Credit starting to be hit

Published: Mon 21 February 2022
Updated: Sun 01 January 2023
By steve

In Markets.

Monday 21, February 2022

Credit markets drooping

If we are going into a bear market in equities, I’d expect to see credit markets weakening first. Bond traders are constitutionally bearish, and see the clouds on the horizon first, in my not-very-data-driven opinion. A graphic from the Daily Shot illustrates this for last week. It’s not uniform: emerging markets (EM) high yield, and EM sovereign debt did pretty well. Preferreds ($PFF) and HY corporates ($HYG) did OK, up around 0.3%. However, mortgage backed securities (including collateralized ones), as well as BCDs ($BIZD) and leveraged loans ($BKLN), all sagged.

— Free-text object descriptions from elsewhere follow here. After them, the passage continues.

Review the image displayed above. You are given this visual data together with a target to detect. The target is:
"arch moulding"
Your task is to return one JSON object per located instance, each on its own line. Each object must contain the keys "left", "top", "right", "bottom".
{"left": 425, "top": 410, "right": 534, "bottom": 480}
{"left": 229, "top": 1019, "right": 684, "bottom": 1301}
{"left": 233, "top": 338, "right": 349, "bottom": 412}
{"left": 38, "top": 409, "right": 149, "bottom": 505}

What was interesting to me was how much investment grade corporate bonds ($LQD) suffered. They were down nearly 1%, which to me suggests some margin stress.

Credit market movements, week to 18th Feb 2022

These are not big moves. All these are in some way correlated to the stock market. Maybe it’s just a contagion effect, with the variation accounted for by beta values.

Wrap

It looks like Putin politely waited for the Winter Olympics in Beijing to finish before taking over parts of Ukraine, including some (all?) of Luhansk and Donetsk. Russian equities took a dive, dragging down the STOXX 600. The USA rattled a few sabres.

Bonds strengthened, dragged up by US Treasuy futures. US markets were closed for a public holiday.

Some FOMC members (well, Bowman, anyway) said that a ‘hike’ was needed in March. Ukraine will be the perfect excuse for delay. I can’t see 50bp on the cards now.

Oil (near dated futures) shot up. Long dated futures drifted down. The market does not expect this to last.